MLB

Mets bullpen ruins Opening Day in loss to Nationals

Zero down, 90 to go.

If the Mets are going to meet the “challenge” general manager Sandy Alderson has presented and win 90 games, they might want to figure out who exactly can be trusted from a bullpen that resembled a pigpen in the late stages of spring training and looked just as bad Monday.

Carlos Torres, Scott Rice, Bobby Parnell and John Lannan were all found guilty of arson, with Jeurys Familia as an accomplice, sending the Mets to a 9-7, 10-inning loss to the Nationals in front of an announced sellout of 42,442 on Opening Day at Citi Field.

Overall, Mets relievers walked four and surrendered five runs in the final 3 ¹/₃ innings.
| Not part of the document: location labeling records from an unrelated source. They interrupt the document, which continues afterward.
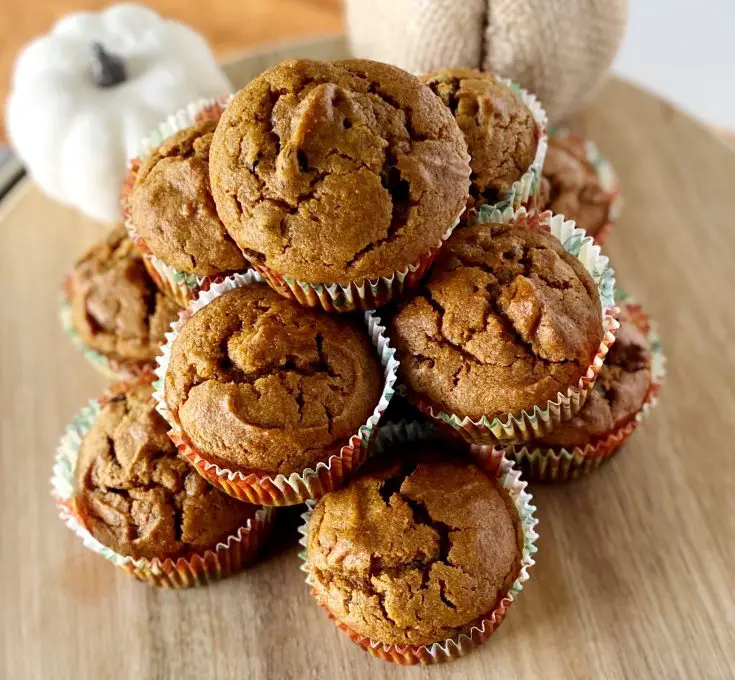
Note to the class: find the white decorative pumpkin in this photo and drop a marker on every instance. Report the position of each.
(85, 95)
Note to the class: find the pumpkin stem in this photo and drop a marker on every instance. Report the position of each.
(108, 69)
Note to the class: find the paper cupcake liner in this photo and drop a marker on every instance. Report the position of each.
(362, 294)
(110, 368)
(561, 464)
(542, 418)
(264, 489)
(179, 285)
(606, 175)
(524, 193)
(494, 463)
(196, 569)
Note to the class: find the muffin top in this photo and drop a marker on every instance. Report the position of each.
(261, 384)
(136, 495)
(414, 549)
(618, 395)
(172, 209)
(507, 319)
(570, 185)
(499, 128)
(337, 171)
(116, 308)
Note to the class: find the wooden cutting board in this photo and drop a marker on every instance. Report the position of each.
(635, 567)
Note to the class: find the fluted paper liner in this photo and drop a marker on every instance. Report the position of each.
(542, 418)
(524, 192)
(497, 466)
(561, 464)
(198, 568)
(176, 284)
(606, 176)
(280, 489)
(110, 368)
(361, 294)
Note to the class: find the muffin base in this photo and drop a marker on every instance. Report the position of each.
(280, 489)
(498, 467)
(195, 569)
(561, 464)
(543, 417)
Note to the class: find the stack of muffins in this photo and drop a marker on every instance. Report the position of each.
(332, 234)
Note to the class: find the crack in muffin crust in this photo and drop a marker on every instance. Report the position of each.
(337, 171)
(506, 320)
(261, 384)
(414, 550)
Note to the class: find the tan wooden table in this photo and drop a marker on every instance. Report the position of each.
(635, 568)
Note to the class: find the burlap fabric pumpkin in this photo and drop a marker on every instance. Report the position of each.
(558, 49)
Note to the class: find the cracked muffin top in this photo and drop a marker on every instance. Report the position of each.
(499, 128)
(414, 549)
(261, 384)
(136, 495)
(337, 171)
(116, 308)
(172, 208)
(571, 186)
(618, 395)
(507, 320)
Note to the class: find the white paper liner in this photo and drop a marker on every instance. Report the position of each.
(62, 490)
(524, 192)
(558, 465)
(298, 486)
(509, 478)
(541, 419)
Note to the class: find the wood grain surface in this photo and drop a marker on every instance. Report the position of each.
(635, 567)
(227, 25)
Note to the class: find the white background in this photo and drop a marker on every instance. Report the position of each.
(684, 50)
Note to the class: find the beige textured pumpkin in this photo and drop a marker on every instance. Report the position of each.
(558, 49)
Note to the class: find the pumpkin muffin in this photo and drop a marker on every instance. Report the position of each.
(500, 130)
(172, 210)
(571, 185)
(617, 397)
(116, 310)
(507, 320)
(416, 548)
(136, 496)
(334, 172)
(259, 384)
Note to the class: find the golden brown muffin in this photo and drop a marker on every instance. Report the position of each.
(117, 310)
(261, 384)
(415, 549)
(335, 172)
(618, 395)
(570, 185)
(501, 133)
(172, 209)
(136, 495)
(507, 320)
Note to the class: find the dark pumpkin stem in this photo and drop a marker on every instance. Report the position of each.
(108, 69)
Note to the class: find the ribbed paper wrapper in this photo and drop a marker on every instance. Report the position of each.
(195, 569)
(498, 467)
(561, 464)
(542, 418)
(265, 489)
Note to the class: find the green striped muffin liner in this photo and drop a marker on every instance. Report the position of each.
(281, 489)
(546, 464)
(177, 284)
(110, 368)
(542, 418)
(195, 569)
(523, 193)
(500, 468)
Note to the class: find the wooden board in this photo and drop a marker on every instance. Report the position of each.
(634, 576)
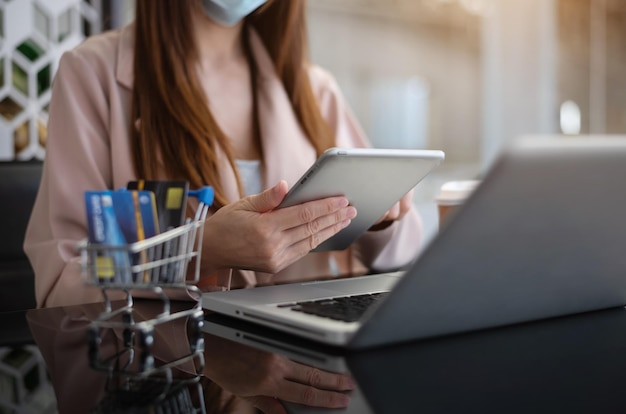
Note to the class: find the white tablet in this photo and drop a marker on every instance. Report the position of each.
(373, 180)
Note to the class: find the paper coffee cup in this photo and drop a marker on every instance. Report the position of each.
(452, 194)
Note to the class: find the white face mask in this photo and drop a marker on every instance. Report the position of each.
(230, 12)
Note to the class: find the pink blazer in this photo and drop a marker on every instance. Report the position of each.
(89, 149)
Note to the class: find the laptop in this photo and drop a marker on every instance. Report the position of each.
(289, 347)
(542, 236)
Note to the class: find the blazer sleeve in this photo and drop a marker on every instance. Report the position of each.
(78, 158)
(397, 245)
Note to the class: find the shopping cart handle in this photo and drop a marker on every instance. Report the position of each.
(205, 194)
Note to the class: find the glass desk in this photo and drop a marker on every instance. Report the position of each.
(574, 364)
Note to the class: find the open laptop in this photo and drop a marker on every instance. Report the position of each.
(289, 347)
(543, 235)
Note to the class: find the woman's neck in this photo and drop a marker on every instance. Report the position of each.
(217, 45)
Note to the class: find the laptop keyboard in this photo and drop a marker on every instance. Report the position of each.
(343, 308)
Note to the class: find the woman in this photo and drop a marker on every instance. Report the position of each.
(213, 92)
(186, 93)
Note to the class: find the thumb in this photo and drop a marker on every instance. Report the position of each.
(269, 199)
(267, 405)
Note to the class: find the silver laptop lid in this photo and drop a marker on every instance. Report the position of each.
(543, 235)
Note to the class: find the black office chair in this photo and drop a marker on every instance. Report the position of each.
(19, 182)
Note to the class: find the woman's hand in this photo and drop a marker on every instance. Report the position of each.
(395, 213)
(252, 234)
(264, 378)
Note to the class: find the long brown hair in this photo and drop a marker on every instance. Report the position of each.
(176, 122)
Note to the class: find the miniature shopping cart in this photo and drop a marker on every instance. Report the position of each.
(156, 266)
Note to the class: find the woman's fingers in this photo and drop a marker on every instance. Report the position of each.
(308, 375)
(311, 396)
(333, 209)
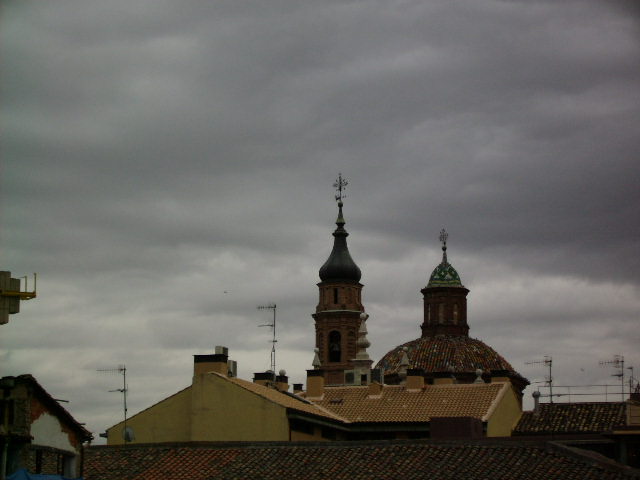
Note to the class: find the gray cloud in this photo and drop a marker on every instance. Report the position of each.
(156, 156)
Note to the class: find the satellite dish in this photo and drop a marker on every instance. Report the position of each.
(128, 435)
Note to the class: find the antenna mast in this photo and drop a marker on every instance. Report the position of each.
(547, 362)
(617, 362)
(271, 306)
(123, 370)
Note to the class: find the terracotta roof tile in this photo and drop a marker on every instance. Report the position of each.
(339, 461)
(397, 404)
(572, 418)
(446, 353)
(286, 400)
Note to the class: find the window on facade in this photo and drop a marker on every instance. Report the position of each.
(38, 461)
(335, 349)
(328, 433)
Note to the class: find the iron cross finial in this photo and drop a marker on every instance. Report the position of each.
(443, 237)
(340, 185)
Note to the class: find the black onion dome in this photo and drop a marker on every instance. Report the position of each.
(340, 265)
(455, 354)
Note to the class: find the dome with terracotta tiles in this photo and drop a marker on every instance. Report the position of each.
(458, 355)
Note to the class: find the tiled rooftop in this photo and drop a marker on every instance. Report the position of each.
(397, 404)
(445, 353)
(340, 461)
(283, 399)
(567, 418)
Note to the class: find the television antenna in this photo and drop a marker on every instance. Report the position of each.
(272, 325)
(123, 370)
(617, 362)
(547, 362)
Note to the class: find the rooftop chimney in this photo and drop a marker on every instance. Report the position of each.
(500, 376)
(264, 378)
(375, 389)
(536, 402)
(443, 378)
(282, 381)
(218, 362)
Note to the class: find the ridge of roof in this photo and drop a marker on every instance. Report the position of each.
(286, 401)
(398, 404)
(55, 405)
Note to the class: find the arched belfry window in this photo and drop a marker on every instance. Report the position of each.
(335, 349)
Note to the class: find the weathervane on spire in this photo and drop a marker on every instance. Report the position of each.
(340, 185)
(443, 238)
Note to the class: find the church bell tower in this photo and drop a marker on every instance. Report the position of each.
(339, 311)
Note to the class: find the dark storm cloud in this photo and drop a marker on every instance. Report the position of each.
(156, 155)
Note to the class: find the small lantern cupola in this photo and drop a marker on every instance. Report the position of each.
(445, 299)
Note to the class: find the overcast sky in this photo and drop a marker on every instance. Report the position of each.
(167, 167)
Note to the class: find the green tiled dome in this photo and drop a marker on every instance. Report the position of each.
(444, 275)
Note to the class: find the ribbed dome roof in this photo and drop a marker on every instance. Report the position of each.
(455, 354)
(340, 266)
(444, 275)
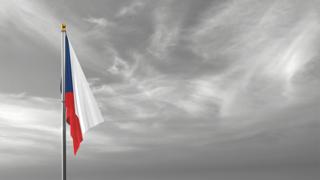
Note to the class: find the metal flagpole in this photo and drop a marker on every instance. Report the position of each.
(64, 154)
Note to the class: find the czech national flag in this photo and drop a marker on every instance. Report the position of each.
(82, 111)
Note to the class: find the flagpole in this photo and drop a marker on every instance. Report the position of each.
(64, 154)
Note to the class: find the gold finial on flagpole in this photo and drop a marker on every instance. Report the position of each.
(63, 27)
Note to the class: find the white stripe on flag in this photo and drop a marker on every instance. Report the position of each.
(86, 106)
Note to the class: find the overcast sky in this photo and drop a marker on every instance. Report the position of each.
(189, 89)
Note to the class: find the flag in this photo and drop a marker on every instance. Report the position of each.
(82, 111)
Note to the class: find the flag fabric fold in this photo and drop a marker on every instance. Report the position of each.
(82, 111)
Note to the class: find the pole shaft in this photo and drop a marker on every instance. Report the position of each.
(64, 153)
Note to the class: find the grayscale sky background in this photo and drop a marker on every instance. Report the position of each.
(189, 89)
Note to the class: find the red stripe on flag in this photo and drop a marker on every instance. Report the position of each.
(73, 120)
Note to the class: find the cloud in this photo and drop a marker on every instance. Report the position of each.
(131, 9)
(100, 22)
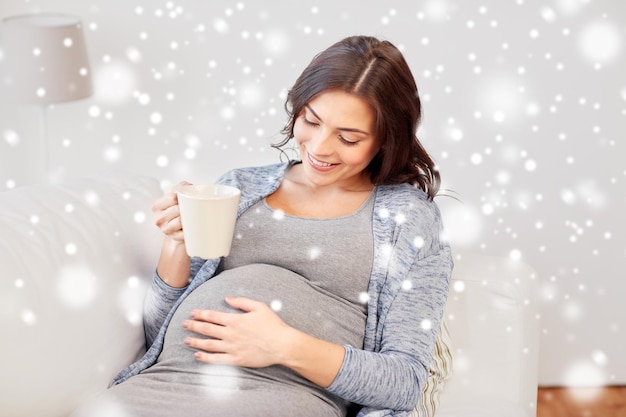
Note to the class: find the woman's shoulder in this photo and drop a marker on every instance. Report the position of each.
(405, 197)
(254, 176)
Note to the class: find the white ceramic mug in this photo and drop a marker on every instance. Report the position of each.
(208, 214)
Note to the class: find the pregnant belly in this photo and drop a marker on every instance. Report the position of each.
(298, 303)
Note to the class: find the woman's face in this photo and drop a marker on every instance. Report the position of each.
(335, 134)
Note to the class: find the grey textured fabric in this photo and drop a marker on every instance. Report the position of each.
(407, 292)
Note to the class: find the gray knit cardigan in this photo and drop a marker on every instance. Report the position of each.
(406, 297)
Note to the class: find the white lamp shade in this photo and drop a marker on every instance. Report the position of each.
(44, 59)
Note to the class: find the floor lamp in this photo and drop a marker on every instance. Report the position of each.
(45, 62)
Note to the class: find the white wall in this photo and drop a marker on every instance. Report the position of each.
(525, 109)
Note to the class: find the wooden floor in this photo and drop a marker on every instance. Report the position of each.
(582, 402)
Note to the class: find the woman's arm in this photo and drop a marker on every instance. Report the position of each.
(394, 376)
(173, 269)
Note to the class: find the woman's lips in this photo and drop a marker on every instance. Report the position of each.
(317, 164)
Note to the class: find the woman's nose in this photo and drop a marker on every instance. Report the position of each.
(321, 143)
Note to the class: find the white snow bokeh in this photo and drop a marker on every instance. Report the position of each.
(524, 113)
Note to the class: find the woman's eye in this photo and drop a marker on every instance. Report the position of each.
(308, 122)
(347, 142)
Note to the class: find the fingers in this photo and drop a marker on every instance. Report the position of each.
(166, 213)
(180, 185)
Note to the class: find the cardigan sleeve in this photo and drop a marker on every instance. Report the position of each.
(393, 377)
(159, 301)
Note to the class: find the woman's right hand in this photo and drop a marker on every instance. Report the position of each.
(166, 215)
(173, 266)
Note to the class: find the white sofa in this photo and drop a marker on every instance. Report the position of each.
(76, 259)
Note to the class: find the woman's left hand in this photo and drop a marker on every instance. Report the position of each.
(255, 339)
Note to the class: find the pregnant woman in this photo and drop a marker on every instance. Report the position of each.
(334, 290)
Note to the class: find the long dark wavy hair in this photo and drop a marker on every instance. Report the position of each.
(375, 71)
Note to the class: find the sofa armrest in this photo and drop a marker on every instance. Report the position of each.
(493, 323)
(76, 260)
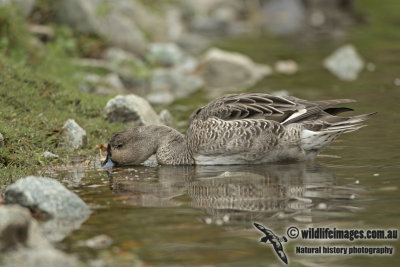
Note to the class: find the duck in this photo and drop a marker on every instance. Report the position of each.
(246, 128)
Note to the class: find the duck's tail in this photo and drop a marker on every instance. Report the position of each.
(316, 136)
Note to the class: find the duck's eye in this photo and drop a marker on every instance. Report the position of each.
(119, 146)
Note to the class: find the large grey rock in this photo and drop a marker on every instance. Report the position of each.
(49, 155)
(1, 140)
(130, 108)
(215, 17)
(107, 84)
(345, 63)
(228, 70)
(22, 242)
(166, 117)
(166, 54)
(46, 195)
(168, 84)
(64, 210)
(26, 6)
(73, 135)
(122, 23)
(284, 17)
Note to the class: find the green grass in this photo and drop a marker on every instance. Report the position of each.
(33, 110)
(38, 93)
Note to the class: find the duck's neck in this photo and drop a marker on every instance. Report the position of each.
(172, 148)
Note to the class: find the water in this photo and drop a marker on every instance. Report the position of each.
(202, 216)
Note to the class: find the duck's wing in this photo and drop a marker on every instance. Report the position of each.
(263, 106)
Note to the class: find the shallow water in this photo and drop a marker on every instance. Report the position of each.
(202, 216)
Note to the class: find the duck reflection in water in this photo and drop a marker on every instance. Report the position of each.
(235, 193)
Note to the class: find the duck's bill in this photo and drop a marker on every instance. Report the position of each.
(108, 163)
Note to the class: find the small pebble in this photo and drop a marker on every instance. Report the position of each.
(219, 222)
(99, 242)
(225, 218)
(371, 67)
(286, 67)
(49, 155)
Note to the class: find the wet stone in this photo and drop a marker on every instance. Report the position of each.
(345, 63)
(73, 135)
(130, 108)
(228, 70)
(22, 242)
(46, 195)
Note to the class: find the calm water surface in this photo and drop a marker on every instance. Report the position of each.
(202, 216)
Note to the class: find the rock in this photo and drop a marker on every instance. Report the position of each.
(165, 54)
(73, 135)
(26, 6)
(193, 43)
(228, 70)
(166, 117)
(97, 242)
(64, 210)
(46, 195)
(168, 84)
(345, 63)
(214, 18)
(130, 108)
(175, 25)
(1, 140)
(22, 242)
(49, 155)
(286, 67)
(106, 19)
(283, 17)
(105, 85)
(281, 93)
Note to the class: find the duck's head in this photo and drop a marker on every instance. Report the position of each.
(130, 147)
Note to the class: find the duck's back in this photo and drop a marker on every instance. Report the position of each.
(258, 128)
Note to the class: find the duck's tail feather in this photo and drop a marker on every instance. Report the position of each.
(316, 138)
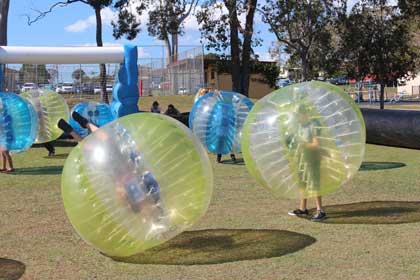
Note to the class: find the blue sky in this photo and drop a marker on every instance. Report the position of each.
(74, 25)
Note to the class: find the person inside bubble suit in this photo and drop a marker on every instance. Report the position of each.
(308, 150)
(6, 157)
(136, 186)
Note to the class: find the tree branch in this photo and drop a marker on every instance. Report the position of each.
(192, 6)
(41, 15)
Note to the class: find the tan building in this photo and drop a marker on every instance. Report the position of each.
(223, 81)
(410, 87)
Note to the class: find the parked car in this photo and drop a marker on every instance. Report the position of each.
(88, 88)
(283, 82)
(338, 81)
(67, 88)
(182, 91)
(28, 86)
(58, 88)
(98, 89)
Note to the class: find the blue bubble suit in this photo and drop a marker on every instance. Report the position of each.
(217, 119)
(95, 112)
(18, 123)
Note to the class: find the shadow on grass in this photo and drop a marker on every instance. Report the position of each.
(58, 143)
(372, 165)
(239, 161)
(373, 212)
(42, 170)
(11, 269)
(57, 156)
(215, 246)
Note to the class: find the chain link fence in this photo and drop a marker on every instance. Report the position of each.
(158, 75)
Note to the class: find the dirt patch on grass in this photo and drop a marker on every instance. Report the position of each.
(215, 246)
(11, 269)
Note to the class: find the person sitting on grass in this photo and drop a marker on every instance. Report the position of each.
(172, 111)
(155, 107)
(219, 158)
(309, 164)
(6, 159)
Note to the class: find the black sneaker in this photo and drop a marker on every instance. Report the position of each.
(298, 212)
(319, 216)
(64, 126)
(80, 119)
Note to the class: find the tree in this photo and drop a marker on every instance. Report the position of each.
(305, 31)
(32, 73)
(97, 5)
(409, 7)
(378, 43)
(79, 76)
(221, 27)
(4, 12)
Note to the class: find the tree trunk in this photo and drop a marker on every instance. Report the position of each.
(174, 47)
(175, 77)
(4, 12)
(102, 67)
(382, 96)
(246, 50)
(168, 50)
(305, 67)
(234, 45)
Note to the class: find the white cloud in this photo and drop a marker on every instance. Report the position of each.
(83, 24)
(265, 56)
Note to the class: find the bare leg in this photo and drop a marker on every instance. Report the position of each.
(76, 136)
(318, 202)
(303, 203)
(3, 155)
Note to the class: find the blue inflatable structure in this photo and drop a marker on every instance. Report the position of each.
(217, 119)
(126, 91)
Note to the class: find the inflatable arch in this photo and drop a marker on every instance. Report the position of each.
(125, 92)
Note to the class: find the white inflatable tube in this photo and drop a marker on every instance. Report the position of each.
(60, 55)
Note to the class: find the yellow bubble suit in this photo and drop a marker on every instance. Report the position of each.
(135, 183)
(305, 139)
(50, 108)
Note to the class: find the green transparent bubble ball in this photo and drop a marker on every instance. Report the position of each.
(305, 139)
(50, 107)
(136, 183)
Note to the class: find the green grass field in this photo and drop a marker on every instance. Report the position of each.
(372, 233)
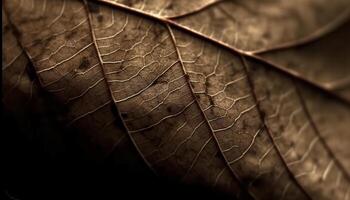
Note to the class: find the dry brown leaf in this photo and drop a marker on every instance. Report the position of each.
(235, 95)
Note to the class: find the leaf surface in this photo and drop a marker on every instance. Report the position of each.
(198, 107)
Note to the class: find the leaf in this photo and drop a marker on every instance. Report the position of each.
(214, 103)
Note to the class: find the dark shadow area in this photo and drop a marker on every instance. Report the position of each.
(44, 161)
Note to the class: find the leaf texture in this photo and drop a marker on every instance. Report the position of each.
(233, 103)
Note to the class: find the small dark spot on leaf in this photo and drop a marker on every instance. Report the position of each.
(124, 115)
(100, 18)
(16, 32)
(211, 100)
(263, 114)
(84, 64)
(70, 35)
(170, 6)
(118, 121)
(169, 109)
(130, 2)
(31, 71)
(93, 7)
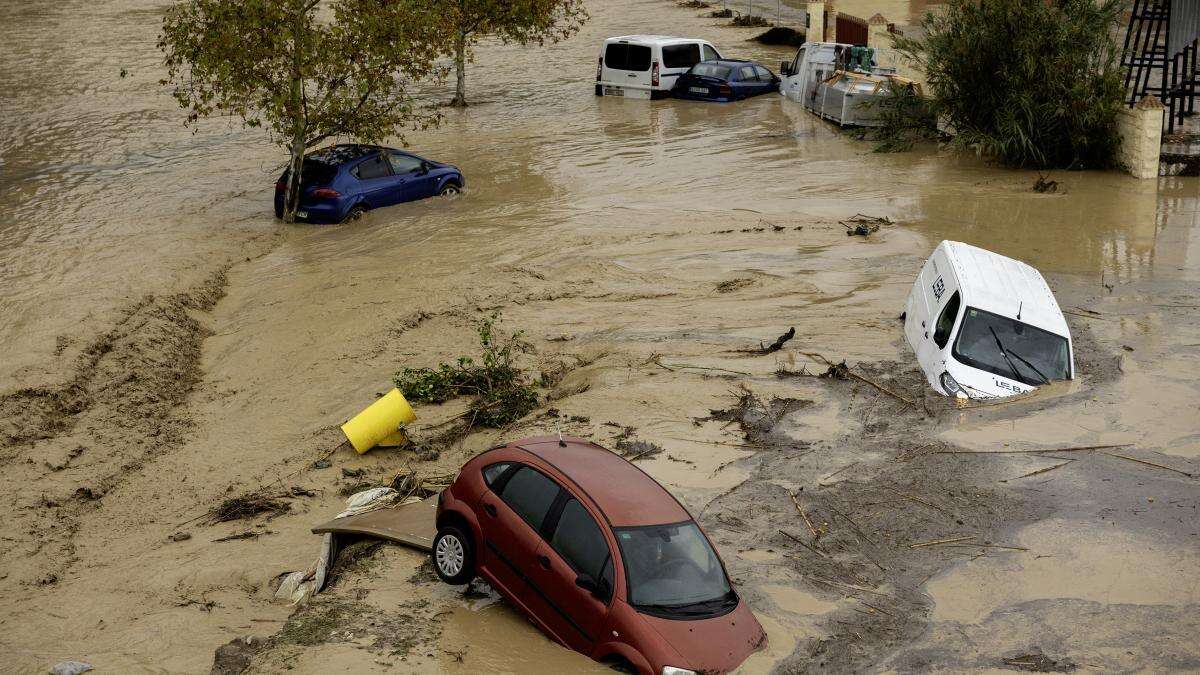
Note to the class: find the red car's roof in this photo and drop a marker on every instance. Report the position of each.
(627, 495)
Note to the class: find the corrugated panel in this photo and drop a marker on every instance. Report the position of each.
(1185, 25)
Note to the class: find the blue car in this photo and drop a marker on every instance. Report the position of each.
(725, 79)
(341, 183)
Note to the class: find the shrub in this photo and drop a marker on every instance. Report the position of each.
(502, 390)
(1032, 83)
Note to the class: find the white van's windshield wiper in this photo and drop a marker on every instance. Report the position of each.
(1003, 352)
(1026, 362)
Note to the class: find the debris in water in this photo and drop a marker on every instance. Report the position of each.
(71, 668)
(234, 657)
(749, 21)
(1043, 186)
(246, 535)
(781, 35)
(778, 344)
(634, 451)
(1038, 662)
(733, 285)
(863, 225)
(247, 506)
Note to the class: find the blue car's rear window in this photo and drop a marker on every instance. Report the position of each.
(711, 70)
(312, 174)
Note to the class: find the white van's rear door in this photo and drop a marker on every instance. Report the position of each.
(627, 70)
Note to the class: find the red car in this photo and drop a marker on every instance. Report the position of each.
(599, 555)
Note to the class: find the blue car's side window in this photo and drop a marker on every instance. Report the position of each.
(373, 167)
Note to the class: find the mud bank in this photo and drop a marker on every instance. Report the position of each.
(642, 249)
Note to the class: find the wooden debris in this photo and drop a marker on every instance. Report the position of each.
(1031, 452)
(939, 542)
(1044, 470)
(1150, 464)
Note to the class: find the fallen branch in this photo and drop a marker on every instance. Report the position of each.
(1150, 464)
(801, 542)
(841, 371)
(805, 517)
(1078, 449)
(657, 359)
(939, 542)
(1039, 471)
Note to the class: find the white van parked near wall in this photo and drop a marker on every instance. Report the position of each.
(646, 66)
(985, 326)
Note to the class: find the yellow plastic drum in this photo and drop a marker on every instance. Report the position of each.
(379, 423)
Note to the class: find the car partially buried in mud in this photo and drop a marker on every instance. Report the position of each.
(599, 555)
(985, 326)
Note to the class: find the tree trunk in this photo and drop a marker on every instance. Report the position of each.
(297, 148)
(460, 65)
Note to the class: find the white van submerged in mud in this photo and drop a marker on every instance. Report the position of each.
(646, 66)
(985, 326)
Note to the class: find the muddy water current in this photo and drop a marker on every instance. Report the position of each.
(604, 227)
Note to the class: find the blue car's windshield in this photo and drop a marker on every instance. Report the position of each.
(1011, 348)
(711, 70)
(673, 568)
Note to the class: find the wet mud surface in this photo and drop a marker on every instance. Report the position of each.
(165, 360)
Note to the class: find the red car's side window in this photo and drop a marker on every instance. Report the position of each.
(531, 495)
(581, 543)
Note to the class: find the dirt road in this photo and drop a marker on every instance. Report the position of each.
(172, 346)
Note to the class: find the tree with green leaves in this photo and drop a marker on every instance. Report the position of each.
(525, 22)
(1033, 83)
(303, 70)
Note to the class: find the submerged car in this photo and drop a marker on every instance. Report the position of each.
(646, 66)
(985, 326)
(341, 183)
(599, 556)
(725, 79)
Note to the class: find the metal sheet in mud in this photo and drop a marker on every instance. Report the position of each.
(409, 524)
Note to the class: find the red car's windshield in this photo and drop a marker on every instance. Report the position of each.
(673, 567)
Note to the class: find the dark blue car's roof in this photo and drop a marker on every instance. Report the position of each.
(337, 155)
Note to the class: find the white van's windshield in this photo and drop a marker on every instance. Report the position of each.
(1011, 348)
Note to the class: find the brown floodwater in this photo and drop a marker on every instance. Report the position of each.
(597, 225)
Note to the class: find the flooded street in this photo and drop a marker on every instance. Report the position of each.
(169, 344)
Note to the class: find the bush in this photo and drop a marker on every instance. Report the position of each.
(1029, 82)
(503, 393)
(906, 119)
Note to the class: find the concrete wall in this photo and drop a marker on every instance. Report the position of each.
(1141, 137)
“We ran into some of that in spring training and certainly it’s got to be addressed at this level,” said manager Terry Collins, who also watched his team fan 18 times against Stephen Strasburg and four relievers. “If you’re going to pitch here, you’ve got to be able to throw strikes. Use your pitches and try to get somebody to swing the bat.”

Before the game, Alderson reaffirmed the challenge he set to team personnel in a staff meeting early in spring training, saying 90 victories for the Mets in 2014 is a realistic goal.

And he’s not afraid of the criticism he might receive for making such a proclamation.

“It’s important for us to change the conversation,” Alderson said. “Being successful is not some nebulous concept about winning or being competitive or playing meaningful games some month. This is about concrete expectations.”

Torres and Rice combined to help flush a 4-3 lead in the seventh, throwing eight consecutive balls to walk in a run before the Mets went ahead an inning later on Juan Lagares’ homer. But Parnell wilted in the ninth, surrendering a run to tie, and the game got out of control in the 10th.

Familia allowed two soft hits in the 10th before Travis d’Arnaud was charged with a passed ball and Ian Desmond delivered a sacrifice fly for the lead. Lannan entered and walked Adam LaRoche, and Anthony Rendon’s ensuing three-run homer gave the Nationals a 9-5 lead.

The most troubling of the meltdowns for the Mets might have been Parnell’s given that his high-90s velocity still has not returned after his rehab from September surgery to repair a herniated disk in his neck. Parnell peaked at 94 mph Monday.

“Opening Day is the day you want to be at your peak and perform well, and it didn’t happen today,” Parnell said.

Andrew Brown’s three-run homer against Strasburg in the first gave the Mets a 3-0 lead before LaRoche hit a two-run blast the following inning for the Nationals. Still, the Mets led 4-3 in the seventh after Gee allowed an RBI single to Rendon with two outs. Torres then threw four straight balls to Nate McLouth to load the bases before the lefty Rice issued a four-pitch walk to Denard Span, tying the game at 4-4.

“I think I was prepared for the situation, I just didn’t execute my pitches,” Rice said. “In that situation, I can’t let that happen. If I got the job done, we would have had a bigger lead.”

Parnell was within a strike of ending the game in the ninth, going ahead 1-2 to Danny Espinosa, who fouled off three pitches in the process of working a walk. Span’s ensuing RBI double tied the game.

“The base on balls to Espinosa — I don’t know where that pitch was — that was the biggest at-bat,” Collins said.

David Wright hit a two-run homer in the 10th to close the gap, but to that point Lagares’ solo blast in the eighth against Tyler Clippard had accounted for the Mets’ only scoring after the second inning.

“It started out great,” Wright said. “Anytime you get to Stephen Strasburg, get four off of him, get him out after six innings, you have to capitalize on that.”